Uma noite, quase dois meses após a audiência no tribunal, Diego encontrou Mercedes no escritório de Samuel. O cômodo não parecia mais um túmulo. As cortinas estavam abertas e a luz do sol iluminava a escrivaninha onde Samuel havia escondido a chave.
Mercedes estava ouvindo um audiolivro. Como não conseguia virar as páginas sozinha, antes dependia de assistentes para ler relatórios comerciais e cartas. Mas agora Diego lia para ela à noite com frequência. Às vezes a Bíblia. Às vezes os antigos diários de Samuel. Às vezes apenas o jornal, porque Mercedes dizia que Diego fazia até as manchetes ruins parecerem menos solitárias.
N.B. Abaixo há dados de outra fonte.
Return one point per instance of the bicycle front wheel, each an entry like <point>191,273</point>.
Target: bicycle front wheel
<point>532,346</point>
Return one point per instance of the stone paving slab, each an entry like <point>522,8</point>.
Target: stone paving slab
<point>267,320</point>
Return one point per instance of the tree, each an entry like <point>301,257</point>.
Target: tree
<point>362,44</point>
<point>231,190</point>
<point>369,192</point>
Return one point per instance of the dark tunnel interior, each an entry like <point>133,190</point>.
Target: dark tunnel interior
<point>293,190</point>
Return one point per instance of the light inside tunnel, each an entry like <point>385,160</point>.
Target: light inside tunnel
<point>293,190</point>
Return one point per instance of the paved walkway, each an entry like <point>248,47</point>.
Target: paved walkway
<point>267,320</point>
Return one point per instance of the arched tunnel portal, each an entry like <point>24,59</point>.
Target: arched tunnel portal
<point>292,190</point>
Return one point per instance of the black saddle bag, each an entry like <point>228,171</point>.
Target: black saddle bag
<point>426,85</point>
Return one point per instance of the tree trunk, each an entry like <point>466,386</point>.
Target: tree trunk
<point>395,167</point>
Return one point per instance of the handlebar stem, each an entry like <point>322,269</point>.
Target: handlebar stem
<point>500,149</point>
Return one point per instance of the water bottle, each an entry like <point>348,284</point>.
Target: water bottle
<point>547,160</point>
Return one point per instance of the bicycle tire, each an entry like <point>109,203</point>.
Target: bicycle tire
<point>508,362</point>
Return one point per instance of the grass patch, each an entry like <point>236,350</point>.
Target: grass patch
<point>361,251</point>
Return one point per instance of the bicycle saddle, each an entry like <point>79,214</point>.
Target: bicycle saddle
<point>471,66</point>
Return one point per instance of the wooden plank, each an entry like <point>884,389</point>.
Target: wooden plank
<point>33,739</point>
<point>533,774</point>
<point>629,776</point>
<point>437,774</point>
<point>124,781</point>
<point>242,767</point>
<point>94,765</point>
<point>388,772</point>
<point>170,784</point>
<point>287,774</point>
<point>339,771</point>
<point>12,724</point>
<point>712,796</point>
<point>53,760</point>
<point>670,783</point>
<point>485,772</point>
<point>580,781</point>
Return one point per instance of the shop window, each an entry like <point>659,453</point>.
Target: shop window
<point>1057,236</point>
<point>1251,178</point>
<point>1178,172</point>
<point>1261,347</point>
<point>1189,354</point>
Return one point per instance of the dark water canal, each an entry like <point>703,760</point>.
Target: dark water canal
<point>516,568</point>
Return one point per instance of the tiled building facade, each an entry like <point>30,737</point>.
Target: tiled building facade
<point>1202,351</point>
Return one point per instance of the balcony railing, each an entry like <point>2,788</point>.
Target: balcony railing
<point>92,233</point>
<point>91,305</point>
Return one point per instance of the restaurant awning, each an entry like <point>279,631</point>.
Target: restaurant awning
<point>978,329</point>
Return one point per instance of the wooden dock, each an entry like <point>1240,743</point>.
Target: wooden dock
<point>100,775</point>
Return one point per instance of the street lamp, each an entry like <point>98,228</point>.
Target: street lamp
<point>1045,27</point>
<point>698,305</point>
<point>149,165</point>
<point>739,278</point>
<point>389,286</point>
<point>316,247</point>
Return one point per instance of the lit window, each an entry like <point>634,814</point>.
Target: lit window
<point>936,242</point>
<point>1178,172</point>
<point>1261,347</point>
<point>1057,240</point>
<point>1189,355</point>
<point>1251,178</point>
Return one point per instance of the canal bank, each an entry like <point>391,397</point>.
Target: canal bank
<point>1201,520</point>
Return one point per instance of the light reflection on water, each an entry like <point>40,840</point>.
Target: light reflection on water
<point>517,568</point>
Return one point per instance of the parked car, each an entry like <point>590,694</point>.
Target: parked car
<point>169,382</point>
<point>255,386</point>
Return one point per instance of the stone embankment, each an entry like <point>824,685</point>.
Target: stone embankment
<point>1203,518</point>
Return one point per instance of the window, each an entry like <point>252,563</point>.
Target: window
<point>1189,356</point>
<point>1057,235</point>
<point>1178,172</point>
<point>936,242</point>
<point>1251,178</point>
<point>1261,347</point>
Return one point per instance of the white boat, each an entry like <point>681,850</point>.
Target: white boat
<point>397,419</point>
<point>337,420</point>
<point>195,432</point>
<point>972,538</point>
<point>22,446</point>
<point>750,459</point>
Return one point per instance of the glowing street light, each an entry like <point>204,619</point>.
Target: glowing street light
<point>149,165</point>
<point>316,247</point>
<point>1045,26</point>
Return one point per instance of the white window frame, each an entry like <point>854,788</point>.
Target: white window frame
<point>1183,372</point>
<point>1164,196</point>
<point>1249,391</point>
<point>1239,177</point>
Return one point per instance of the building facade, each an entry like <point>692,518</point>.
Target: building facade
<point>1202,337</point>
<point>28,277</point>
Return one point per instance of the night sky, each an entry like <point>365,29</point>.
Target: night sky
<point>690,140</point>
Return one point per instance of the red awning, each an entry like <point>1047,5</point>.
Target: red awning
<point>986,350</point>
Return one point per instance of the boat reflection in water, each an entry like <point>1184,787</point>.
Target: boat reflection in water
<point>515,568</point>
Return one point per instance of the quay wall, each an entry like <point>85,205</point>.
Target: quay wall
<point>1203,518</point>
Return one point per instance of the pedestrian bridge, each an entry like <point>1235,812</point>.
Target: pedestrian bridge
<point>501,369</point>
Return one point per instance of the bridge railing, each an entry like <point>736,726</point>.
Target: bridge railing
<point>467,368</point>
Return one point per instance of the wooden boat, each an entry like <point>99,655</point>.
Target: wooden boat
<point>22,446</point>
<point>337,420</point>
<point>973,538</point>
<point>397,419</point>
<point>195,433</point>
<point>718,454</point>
"Você está quieto", disse ela.
Diego encostou-se no batente da porta. "Estou pensando."
"Um hábito perigoso."
Ele sorriu levemente. "A dívida dos meus pais acabou."
"Eu sei."
"O tratamento do meu pai está coberto."
"Sim."
"E o homem que os ameaçou foi preso semana passada."
Mercedes virou a cadeira em sua direção. "Você está me dizendo que quer ir embora?"
A pergunta deveria ter sido fácil. O acordo era de um ano. Ele havia cumprido mais do que qualquer um poderia razoavelmente esperar. Ele poderia pegar o dinheiro já pago, voltar a uma vida mais simples e talvez parar de ser encarado como um escândalo ambulante.
Mas quando ele imaginou partir, a casa não ficou mais iluminada. Ficou vazia.
"Não sei", admitiu ele.
Mercedes o observou com uma ternura dolorosa. "Diego, comprei um marido legal porque estava encurralada. Não vou comprar um prisioneiro."
Ele baixou o olhar.
Ela continuou: "Você não me deve nada além do que escolher livremente. Se quiser rescindir o contrato antecipadamente, Evelyn providenciará. Você ficará com o que ganhou. Sua família continuará protegida."
Ele olhou para ela então. "E você?"
Mercedes sorriu, mas o sorriso tremia nas bordas. "Eu sobrevivi antes de você."
"Não foi isso que eu perguntei."
Por um longo momento, nenhum dos dois disse nada.